The question has nothing to do with ignorance that both terrorists and/or sundry conflict entrepreneurs are bound to resort to planting landmines as part of war. The question is rather about how could there still be so much personnel landmines after over two decades of the banning of the production of landmines?
Is it possible that conflict merchants had so much in stock before the ban that nobody, law or mechanisms could stop them from circulating the stock? If that is the case, why have we not heard loud enough screams from the United Nations, the global civil society coalition that led the campaign for the banning of landmines and the guardians of the Ottawa Treaty – the protocol banning landmines?
It is not just that Nigeria is the fifth highest, it is about an international law that might not be working as it should. But who is to be held to account?
The struggle to get personnel landmines banned was so intense and involving that it caught all the powers off guard – the global media, arms manufacturers and some of the great powers who, understandably, opposed it. But so imaginative were the tireless campaigners that, according to one of them, the CNN, for instance, was using their press statements without cross-checking the claims. Much of the global media bought into the powerfully persuasive ethical grounding of the campaign and gave their backing. It was the first major signal that the global civil society had transformed into an actor in international security politics, taking and accomplishing what conventional international relations could never have been able to achieve. That was the reason why Jody Williams who led the campaign as it were said they had calibrated diplomacy in the speech where she collected the Nobel Peace prize in 1997.
So, what might have happened to the ban? Is it being observed in breach or the ban is working but too slowly?

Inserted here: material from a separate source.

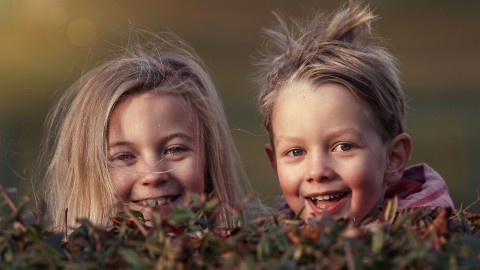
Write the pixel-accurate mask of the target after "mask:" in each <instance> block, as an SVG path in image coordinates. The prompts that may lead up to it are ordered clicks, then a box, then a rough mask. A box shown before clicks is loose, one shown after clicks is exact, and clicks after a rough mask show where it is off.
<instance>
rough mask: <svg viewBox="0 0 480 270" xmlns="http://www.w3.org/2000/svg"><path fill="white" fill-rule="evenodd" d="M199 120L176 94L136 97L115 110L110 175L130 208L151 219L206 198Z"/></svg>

According to the story – Landmine Casualty Rates in Nigeria Now Fifth Highest in the World – more than 100 people were killed or injured by landmines across north-east of Nigeria in the first three months of 2020. And that is coming from a new report. The statistics given by the paper showed that 408 people died while 644 were injured between January 2016 and August 2020. That is, within the context of the Boko Haram insurgency, its protagonists and antagonists.
The landmine clearance charity – The Mines Advisory Group (MAG) which authored the report put it that since March 2018, Nigeria recorded an average of five landmine casualties a week, an estimation which thinks that actual numbers could be much higher because it is not all cases that are reported. Stepping on a landmine could lead to the person being blown up instantly. Or the limbs destroyed. There are rare narrow escapes from well hidden landmines.
If we follow the report, Borno State where this is concentrated has locally manufactured landmines, unexploded bombs and improvised explosive devices scattered across what the paper calls “the largely rural north-east”.
That is actually the catch – the point that landmines can only be more easily or successfully planted in rural spaces rather than in well planned urban centres. That brings up the underdevelopment dimension of the insecurity crisis in Nigeria.